Why Red Bull didn’t play the “back up” card with Verstappen — and why it probably wouldn’t have worked
Max Verstappen did what he had to do at lights-out in Abu Dhabi: pin Norris to the wall metaphorically, own Turn 1, and control the pace. From there, the race morphed into chess. McLaren split its tyre compounds — Lando Norris shadowing Verstappen on mediums, Oscar Piastri the outlier on hards — and the strategic subplots started writing themselves.
By mid-distance Verstappen had what every race engineer dreams of: a fat cushion up front and, briefly, a free stop. Cue the chatter. With a 25-second lead over Piastri and Norris third, Red Bull had the window to pit, slap on fresh tyres and send Verstappen back out just ahead of the McLarens. Max could then back Piastri into Norris, Charles Leclerc and George Russell, potentially tripping up the orange cars and opening the door for the title maths to swing his way.
It never happened. Verstappen stuck to plan A, and the paddock raised an eyebrow.
“I’m a bit surprised that Max and Red Bull didn’t try a little more,” Nico Rosberg said on Sky. Charles Leclerc admitted he expected “a few games” from Verstappen at the beginning or at the end — the kind of cat-and-mouse you use when the trophy is on the line and you’ve run out of conventional rope.
Red Bull’s response? Nothing coy about it. Helmut Marko spelled it out: against two McLarens running different strategies, the trap was more likely to catch the guy in front.
“It was one Red Bull against two McLarens,” Marko said afterwards. “They did a clever move putting Piastri on hards — that’s why we couldn’t bunch up the whole field, because the benefit would have been on Piastri’s side.”
That’s the crux. The so-called “concertina” play only works if you’ve got a compliant train behind you or at least mismatched tyres you can exploit. Hamilton weaponised it against Rosberg in 2016 because he knew exactly what was behind him and how to control it. In Abu Dhabi this time, Piastri — on the robust hard compound, long in the tooth and still happy — was the last driver you’d want welded to your diffuser if you’d just given away track position on purpose.
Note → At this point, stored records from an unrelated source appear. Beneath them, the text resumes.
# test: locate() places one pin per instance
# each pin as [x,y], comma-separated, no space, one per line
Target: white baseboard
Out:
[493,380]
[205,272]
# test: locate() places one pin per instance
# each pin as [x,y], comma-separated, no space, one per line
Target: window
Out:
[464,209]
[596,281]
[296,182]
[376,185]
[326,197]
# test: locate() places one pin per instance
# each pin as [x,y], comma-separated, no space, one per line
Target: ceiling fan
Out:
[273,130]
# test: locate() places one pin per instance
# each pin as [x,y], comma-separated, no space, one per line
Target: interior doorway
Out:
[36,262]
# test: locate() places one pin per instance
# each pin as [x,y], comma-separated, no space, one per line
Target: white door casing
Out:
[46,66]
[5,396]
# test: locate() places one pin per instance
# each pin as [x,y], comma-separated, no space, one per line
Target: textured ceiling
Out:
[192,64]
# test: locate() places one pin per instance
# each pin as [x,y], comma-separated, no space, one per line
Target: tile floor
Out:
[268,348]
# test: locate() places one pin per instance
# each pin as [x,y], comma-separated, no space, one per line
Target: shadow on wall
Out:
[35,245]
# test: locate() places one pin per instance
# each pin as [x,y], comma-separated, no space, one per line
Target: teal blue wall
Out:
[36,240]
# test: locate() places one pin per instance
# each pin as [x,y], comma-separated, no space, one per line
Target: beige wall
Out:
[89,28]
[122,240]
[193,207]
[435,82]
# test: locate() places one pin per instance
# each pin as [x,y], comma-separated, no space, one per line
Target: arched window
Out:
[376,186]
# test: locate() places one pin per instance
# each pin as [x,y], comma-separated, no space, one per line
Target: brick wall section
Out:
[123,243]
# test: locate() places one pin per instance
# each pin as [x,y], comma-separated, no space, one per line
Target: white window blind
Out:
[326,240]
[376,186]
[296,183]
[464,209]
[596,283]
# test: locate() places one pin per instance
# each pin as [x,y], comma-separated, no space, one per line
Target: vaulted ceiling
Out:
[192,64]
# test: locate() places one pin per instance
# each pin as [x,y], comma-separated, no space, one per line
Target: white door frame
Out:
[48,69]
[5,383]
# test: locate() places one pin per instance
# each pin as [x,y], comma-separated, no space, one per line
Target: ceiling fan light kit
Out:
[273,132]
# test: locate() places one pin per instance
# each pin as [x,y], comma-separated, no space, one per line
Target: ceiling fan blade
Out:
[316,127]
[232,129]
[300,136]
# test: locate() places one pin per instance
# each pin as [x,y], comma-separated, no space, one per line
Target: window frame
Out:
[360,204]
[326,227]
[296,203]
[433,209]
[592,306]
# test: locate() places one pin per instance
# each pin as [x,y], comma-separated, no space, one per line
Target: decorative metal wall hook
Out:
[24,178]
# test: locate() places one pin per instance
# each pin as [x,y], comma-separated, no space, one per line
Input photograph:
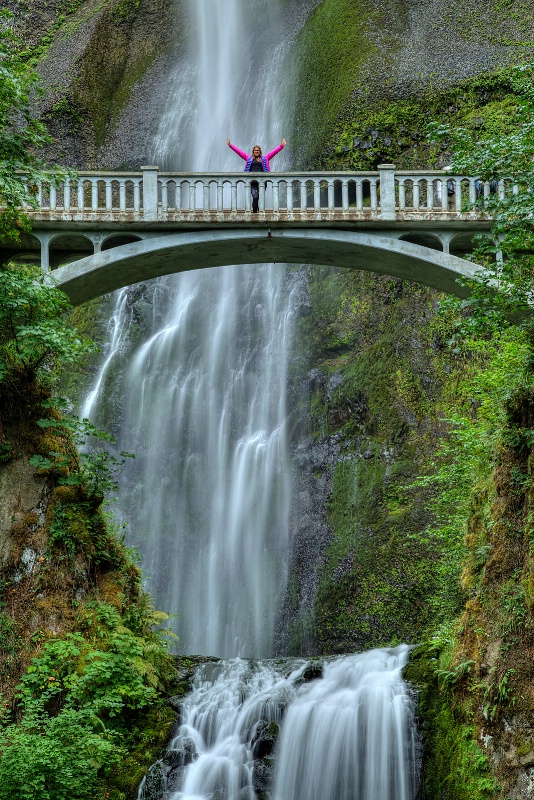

Marko also pointed a finger at the cavalry that never came. “We were hoping Leclerc and Russell would have more speed,” he said. “Ferrari had five, six laps and then the tyres were gone. As long as [McLaren were] second and third, there was nothing.”
In other words, the backup plan relied on outside pressure that didn’t materialise. If Ferrari and Mercedes can’t hang in the dirty air and force McLaren to defend, your lead car turns from conductor to sitting duck the moment you compress the pack. And if Piastri sneaks by on his stronger tyre, the entire logic of giving up 25 seconds collapses. With so little between Verstappen and Piastri in the points coming in, a Piastri win would have been a torpedo to Red Bull’s title arithmetic.
Inside the Red Bull pit wall, the calculus tilted toward certainty: keep the lead, keep the air clean, keep the story simple. No Safety Cars, no VSCs, no chaos? Then take the race win the straight way and let the spreadsheets land where they land. The team discussed the tactic — of course they did — but it never gained enough traction to outweigh the risk of giving Piastri a swing at the lead on better tyres.
It’s easy to say “roll the dice” from the couch. But there’s a difference between tactics and theatre. Backing up rivals is box-office stuff when you have a rear gunner, or when the tyre picture obviously favours you. On Sunday, neither condition was true. McLaren’s split made them unflankable, and the cars behind weren’t lively enough to turn a bunch-up into a brawl.
If you’re looking for a takeaway, it’s this: McLaren’s two-pronged tyre call boxed Red Bull into the grown-up choice. Verstappen could’ve played the pantomime villain and invited chaos, but chaos had a very real chance of putting an orange car in fresh air. In a title decider, that’s a level of jeopardy even Max didn’t fancy.
Could Red Bull have been bolder? Maybe. Should they have been? That depends on what you value more: the high-wire act, or the win you can bank. On a night without Safety Cars and with a rival holding both flanks, Red Bull chose the latter. And with the way the field stacked up — and Piastri sitting pretty on hards — that was the sensible call, even if it didn’t make for great television.